By Nick Harris
SJA Internet Sports Writer of the Year
in Krakow
4 December 2011
The English FA’s decision to base themselves in Krakow during Euro 2012 may inadvertently lead to a local club, Hutnik Nowa Huta, going bust, according a senior local official, Sportingintelligence can reveal.
England’s training base will be the Stadion Suche Stawy (SSS), the council-owned home of a fourth division side, Hutnik.
The FA had to settle for this run-down facility, not endorsed by Uefa, because the Netherlands and Italy had already bagged the grounds of the two Polish top-flight clubs in Krakow – Wisla and Cracovia – as their 2012 bases.
The FA did the deal to rent the SSS directly with Krakow council, not Hutnik, and the deal stipulates nobody but England can play there between 1 February and 7 July 2012.
This means Hutnik will effectively be homeless from when the Polish league season resumes after the winter break in March until the end of the 2011-12 league campaign in June.

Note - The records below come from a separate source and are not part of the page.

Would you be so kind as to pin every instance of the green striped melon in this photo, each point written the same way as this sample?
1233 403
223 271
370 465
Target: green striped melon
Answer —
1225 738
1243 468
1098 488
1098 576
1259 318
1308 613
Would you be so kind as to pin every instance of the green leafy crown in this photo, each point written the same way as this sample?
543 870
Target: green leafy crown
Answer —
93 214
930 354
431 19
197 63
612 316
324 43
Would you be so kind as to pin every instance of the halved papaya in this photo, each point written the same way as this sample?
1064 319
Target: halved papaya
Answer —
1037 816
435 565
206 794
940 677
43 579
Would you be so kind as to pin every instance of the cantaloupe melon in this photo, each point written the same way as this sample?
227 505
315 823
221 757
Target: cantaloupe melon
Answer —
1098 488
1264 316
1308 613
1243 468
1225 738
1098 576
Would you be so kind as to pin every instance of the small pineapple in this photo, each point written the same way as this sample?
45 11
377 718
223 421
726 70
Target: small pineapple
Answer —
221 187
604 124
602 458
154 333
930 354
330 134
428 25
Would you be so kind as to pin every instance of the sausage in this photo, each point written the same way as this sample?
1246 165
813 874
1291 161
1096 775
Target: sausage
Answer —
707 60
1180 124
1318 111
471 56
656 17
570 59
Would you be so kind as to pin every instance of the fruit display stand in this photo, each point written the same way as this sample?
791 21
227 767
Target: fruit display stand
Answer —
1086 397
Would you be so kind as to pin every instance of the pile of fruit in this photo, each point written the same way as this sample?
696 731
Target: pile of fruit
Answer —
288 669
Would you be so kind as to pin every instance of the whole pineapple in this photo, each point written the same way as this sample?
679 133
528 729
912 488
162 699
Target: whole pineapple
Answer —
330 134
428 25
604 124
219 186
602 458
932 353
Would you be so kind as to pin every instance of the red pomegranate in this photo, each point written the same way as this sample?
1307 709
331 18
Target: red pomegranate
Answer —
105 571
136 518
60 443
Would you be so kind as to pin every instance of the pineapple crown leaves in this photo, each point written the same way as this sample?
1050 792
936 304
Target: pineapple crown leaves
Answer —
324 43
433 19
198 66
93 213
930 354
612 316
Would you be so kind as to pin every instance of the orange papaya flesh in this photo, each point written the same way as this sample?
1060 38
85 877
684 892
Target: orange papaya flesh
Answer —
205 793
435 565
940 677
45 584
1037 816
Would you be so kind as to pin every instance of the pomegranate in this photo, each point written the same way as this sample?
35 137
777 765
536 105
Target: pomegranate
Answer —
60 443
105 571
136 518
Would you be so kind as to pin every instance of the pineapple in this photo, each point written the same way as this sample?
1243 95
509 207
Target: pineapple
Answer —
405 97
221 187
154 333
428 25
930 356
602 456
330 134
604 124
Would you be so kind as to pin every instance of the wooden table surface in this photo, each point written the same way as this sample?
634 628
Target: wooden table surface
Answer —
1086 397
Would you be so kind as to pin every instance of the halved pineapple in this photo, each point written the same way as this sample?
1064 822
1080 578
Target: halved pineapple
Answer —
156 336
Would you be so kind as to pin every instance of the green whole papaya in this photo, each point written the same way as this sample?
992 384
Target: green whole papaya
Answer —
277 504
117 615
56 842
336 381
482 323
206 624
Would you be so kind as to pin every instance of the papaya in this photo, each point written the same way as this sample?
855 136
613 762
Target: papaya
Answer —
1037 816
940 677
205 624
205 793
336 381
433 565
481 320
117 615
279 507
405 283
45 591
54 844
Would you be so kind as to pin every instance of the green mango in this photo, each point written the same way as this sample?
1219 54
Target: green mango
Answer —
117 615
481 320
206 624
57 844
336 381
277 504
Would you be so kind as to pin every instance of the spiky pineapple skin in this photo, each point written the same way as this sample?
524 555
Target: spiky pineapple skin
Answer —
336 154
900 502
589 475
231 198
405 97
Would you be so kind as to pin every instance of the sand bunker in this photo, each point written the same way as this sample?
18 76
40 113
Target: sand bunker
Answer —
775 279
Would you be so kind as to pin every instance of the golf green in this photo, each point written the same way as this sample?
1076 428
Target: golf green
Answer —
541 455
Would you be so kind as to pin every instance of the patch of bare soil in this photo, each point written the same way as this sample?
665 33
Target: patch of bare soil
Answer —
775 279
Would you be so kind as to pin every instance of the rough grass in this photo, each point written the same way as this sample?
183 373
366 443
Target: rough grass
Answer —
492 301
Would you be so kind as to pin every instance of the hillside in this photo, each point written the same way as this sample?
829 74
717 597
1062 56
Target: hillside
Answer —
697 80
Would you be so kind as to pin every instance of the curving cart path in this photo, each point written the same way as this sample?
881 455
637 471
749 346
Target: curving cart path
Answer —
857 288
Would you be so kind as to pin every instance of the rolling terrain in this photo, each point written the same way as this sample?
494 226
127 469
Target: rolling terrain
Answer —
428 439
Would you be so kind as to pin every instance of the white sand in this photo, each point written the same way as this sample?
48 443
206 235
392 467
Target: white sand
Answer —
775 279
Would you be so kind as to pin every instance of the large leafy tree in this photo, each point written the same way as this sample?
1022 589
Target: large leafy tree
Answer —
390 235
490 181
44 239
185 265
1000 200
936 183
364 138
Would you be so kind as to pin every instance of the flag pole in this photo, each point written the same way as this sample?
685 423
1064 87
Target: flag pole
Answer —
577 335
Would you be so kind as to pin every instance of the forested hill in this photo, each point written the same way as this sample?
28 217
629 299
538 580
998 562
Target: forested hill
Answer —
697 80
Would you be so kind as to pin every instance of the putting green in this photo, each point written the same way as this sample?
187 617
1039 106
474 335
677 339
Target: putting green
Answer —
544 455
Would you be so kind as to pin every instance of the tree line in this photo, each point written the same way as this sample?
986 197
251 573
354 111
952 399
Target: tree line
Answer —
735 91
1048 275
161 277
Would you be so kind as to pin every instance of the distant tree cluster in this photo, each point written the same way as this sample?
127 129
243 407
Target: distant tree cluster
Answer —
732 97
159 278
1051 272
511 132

Hutnik are a fan-owned club, started last year after their predecessor club went bust. As a consequence, they don’t own their own ground but rent it – but the council got more money from the FA than Hutnik pay, and only dropped the bombshell on Hutnik in late October that they’re being evicted for half a season.
Hutnik are party to regular council planning meetings about England’s visit next summer, and at the latest, last week, suggestions were made about where Hutnik could go instead.
The council have suggested Hutnik groundshare during next Spring with Wanda Krakow of Poland’s eighth division (while the FA ‘own’ their home between February and July) but Hutnik’s vice-president, Adam Gliksman, exclusively told Sportingintelligence: ‘Wanda play in a speedway stadium, the pitch is awful and there is no electricity.
‘We have been hopeful of securing the one promotion place from our division this season because we’re in second place now. But being forced into a sub-standard stadium could hurt our chances on the pitch, and damage us financially if attendances and commercial income drop. Things are already tight financially.
‘I don’t blame the FA because I don’t know if the council even explained the consequences to them. I’m proud to think Hutnik’s home might help England do well at Euro 2012. But we were only told by the city council in October that someone else might be renting our stadium in the second half of the season and it was a shock.
‘Because of England’s deal we need to find somewhere else to play and it’s problematic. I am seriously concerned this will damage our promotion hopes. It might finish us.’
Gliksman, 34, whose day job is working for the Solidarity union made famous by human rights campaigner and Nobel Prize winner Lech Walesa, was instrumental in forming Hutnik Nowa Huta in 2010 as a fan-owned club, in the mould of FC United of Manchester and AFC Wimbledon.
Their 62-year-old predecessor club, Hutnik Krakow, went bust with debts of £1.5m, having been in the Polish top division and in the Uefa Cup (playing Thierry Henry’s Monaco) as recently as 1996-97.
The financial meltdown meant the council took ownership of the stadium, which is run on a day-to-day basis by Siemacha, a powerful local Catholic business organisation.
Hutnik’s budget is small but they operate as a community club with average gates of 1,000 this season. Ticket prices are £2 for adults and £1 for concessions but most of their income goes on rent to the council (£300 per game, £600 if floodlights are needed). Their best paid player earns £350 a month and most earn £100 a month.
The council, hurt that Krakow missed out on staging any Euro 2012 games, has done all it can instead to get big teams basing themselves in the city so it can promote Krakow as a Euro 2012 destination anyway. England, the Netherlands and Italy are good names to have.
Hutnik’s fate is considered to be the acceptable collateral damage.